Tunisian national Saber Hmidi, 34, was formally arrested in connection with new charges while serving a three year, eight months sentence for possession of an illegal weapon and assaulting a police officer.
Police confirmed that the Tunisian is suspected of belonging to Libyan organization. Ansar Al-The group has links to Al Qaeda and police said in a press conference on Tuesday that it supports and fights with Isis.
Tuesday's anti-terror operation, targeting individuals thought to belong to terrorist organizations based on investigations which began in 2014, took place across the region of Lazio, which contains the capital Rome.
"His goal was to send fellow prisoners into conflict theatres once they were released," said Augusto Zaccariello of the Italian rison police.
Wiretaps of Hmidi's phone conversations also suggested he planned to travel to Syria after his release, but that he was not plotting any terrorist attacks in Italy, the officer told a press conference.
The police video below shows some of the items seized in the raids, including a black flag and knives, displayed at an 11am press conference in Rome.
Police said that the man arrived in Italy in 2008 and was granted permission to stay after marrying an Italian woman, with whom he had a child. He lived in Ciampino, on the outskirts of Rome, did not work and had already spent time in prison in Italy for crimes unrelated to terrorism, including robberies and drug dealing.
"This operation demonstrates how prison can be a place of spreading terrorist ideologies," said one of the officers.

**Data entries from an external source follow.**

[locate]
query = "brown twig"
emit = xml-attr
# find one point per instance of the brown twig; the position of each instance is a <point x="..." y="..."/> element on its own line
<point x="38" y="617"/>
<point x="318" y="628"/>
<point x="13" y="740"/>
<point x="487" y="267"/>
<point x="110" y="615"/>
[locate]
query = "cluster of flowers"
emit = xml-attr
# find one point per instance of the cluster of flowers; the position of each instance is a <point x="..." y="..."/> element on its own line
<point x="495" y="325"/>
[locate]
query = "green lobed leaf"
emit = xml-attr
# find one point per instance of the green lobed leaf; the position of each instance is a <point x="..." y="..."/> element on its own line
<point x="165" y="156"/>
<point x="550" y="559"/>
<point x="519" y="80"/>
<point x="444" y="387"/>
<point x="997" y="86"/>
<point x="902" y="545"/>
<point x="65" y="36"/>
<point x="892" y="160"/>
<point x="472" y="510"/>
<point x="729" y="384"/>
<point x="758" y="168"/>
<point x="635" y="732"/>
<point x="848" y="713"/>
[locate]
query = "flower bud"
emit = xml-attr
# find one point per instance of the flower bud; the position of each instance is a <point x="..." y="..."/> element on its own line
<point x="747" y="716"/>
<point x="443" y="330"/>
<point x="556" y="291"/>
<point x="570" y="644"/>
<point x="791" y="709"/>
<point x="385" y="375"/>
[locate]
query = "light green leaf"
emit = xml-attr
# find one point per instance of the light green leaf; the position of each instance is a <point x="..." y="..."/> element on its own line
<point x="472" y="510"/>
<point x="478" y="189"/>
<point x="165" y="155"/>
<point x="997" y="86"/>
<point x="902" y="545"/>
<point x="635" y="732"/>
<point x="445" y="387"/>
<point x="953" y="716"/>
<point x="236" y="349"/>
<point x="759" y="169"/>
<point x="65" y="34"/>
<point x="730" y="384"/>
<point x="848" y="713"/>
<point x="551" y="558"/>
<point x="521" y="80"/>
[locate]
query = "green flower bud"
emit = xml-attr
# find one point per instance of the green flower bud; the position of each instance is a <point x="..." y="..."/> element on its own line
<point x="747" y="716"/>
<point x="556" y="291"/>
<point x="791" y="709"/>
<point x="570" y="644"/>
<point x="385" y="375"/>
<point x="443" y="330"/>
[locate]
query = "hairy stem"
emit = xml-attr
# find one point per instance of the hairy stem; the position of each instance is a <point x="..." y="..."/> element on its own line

Another officer added that the investigation confirmed that networks of extremists in Italy are "increasingly fragmented, less connected; micro-groups or single individuals", which makes them "more dangerous" as it can be harder to track down those involved.
The other individuals targeted had links to the arrested man, police said, explaining there had been five further raids, but that the operation had been concluded and no further arrests were expected.
The arrest was made two weeks after it emerged that Berlin Christmas market attacker Anis Amri may have been radicalized in a Sicilian jail.
Amri spent four years in jail in Italy for arson, before travelling to Germany. After allegedly carrying out the attack on a market, he fled to Italy, where he was fatally shot by police on December 23rd.
Only a handful of Italian residents are known to have joined jihadist groups in the Middle East and the country is not seen as having a significant problem with homegrown Islamist militancy.
But Amri's case has focused attention on the possibility that some of Italy's prisons could be breeding grounds for jihadism.
In a separate police operation carried out by Italy's postal police on Tuesday, postal police arrested two for 'cyber-spying' on Italy's police and public institutions.
The two were living in London, England but were legally resident in Rome, Ansa reported, and had been illegally intercepting emails and phonecalls.